Se ella m’amava così da accettarmi per marito (io dissi), sapevo che non era per i meriti miei personali, ma per la sincerità del mio amore per lei, per le sofferenze che ne avevo raccolte: era questo che m’aveva deciso a rivelarglielo. E in questo stesso momento, o Agnese, io vedo risplendere negli occhi tuoi sinceri l’anima di mia moglie-bimba, che mi dice: «È bene»... e ritrovo in te il più prezioso ricordo del Fiore appassito innanzi tempo!».
– Io son così felice, Trotwood! Il mio cuore trabocca di felicità... ma c’è una cosa che debbo dirti.
– Cara, che cosa?
Ella mi mise una mano sulla spalla, e mi guardò tranquillamente in viso:
– Sai di che si tratta.
– Non oso pensarvi. Dimmi, cara.
– Ti ho amato sempre.
Oh, noi eravamo felici, felici! Non piangevamo più dei nostri affanni (i suoi molto più gravi), scaturigine della nostra odierna felicità, ma per la felicità di esser uniti e non separarci mai più.
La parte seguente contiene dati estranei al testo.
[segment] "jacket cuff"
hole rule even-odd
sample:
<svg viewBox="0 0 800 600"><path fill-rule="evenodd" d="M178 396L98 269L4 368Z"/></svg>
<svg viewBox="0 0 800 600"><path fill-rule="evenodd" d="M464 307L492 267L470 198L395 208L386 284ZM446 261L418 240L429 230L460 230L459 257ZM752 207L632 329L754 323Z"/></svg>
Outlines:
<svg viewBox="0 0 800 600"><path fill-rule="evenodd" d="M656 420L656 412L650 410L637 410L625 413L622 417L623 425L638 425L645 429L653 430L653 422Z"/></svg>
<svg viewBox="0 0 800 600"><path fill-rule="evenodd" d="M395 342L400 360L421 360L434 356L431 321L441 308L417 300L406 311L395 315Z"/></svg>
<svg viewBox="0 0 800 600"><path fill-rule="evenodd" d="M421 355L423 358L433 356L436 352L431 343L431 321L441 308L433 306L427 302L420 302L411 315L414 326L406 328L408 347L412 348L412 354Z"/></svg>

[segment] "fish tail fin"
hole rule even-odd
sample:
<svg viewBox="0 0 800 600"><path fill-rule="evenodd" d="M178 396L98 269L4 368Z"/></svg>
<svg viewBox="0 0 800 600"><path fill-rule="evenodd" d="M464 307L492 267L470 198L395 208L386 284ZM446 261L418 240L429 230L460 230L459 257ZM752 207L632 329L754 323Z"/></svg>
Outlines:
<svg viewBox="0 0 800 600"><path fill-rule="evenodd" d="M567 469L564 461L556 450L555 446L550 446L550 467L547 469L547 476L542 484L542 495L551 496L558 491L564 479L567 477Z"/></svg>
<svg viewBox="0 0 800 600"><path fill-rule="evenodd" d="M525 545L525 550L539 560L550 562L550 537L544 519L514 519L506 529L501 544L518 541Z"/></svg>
Andammo quella sera d’inverno a passeggiare insieme per i campi; e alla beata calma ch’era in noi sembrava partecipasse la gelida aria. Le prime stelle cominciavano a brillare, e noi con gli occhi fissi al cielo, ringraziavamo Iddio per averci guidati a quella felicità.
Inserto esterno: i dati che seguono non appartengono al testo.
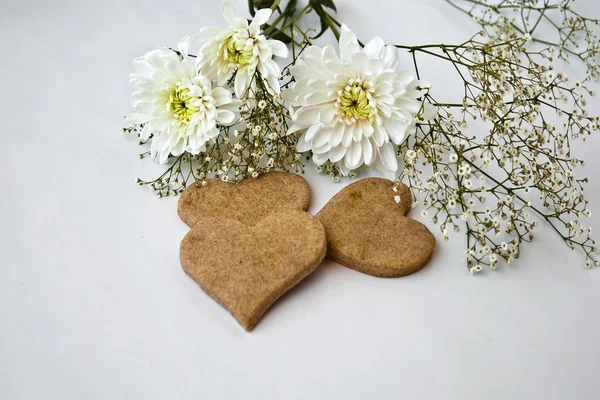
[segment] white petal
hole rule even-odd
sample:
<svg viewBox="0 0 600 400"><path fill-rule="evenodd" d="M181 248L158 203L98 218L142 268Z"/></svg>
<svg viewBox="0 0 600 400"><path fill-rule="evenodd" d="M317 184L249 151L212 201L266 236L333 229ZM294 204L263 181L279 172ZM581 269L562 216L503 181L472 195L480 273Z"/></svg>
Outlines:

La sera alla finestra contemplammo insieme la candida luna: Agnese levava i suoi occhi calmi, e io seguivo il suo sguardo. Lunghe miglia di strada s’aprivano innanzi al mio spirito; e, in fondo, vedevo un ragazzo lacero, abbandonato e negletto, che sarebbe arrivato a invocare quel cuore, che ora batteva contro il mio, e chiamarlo suo.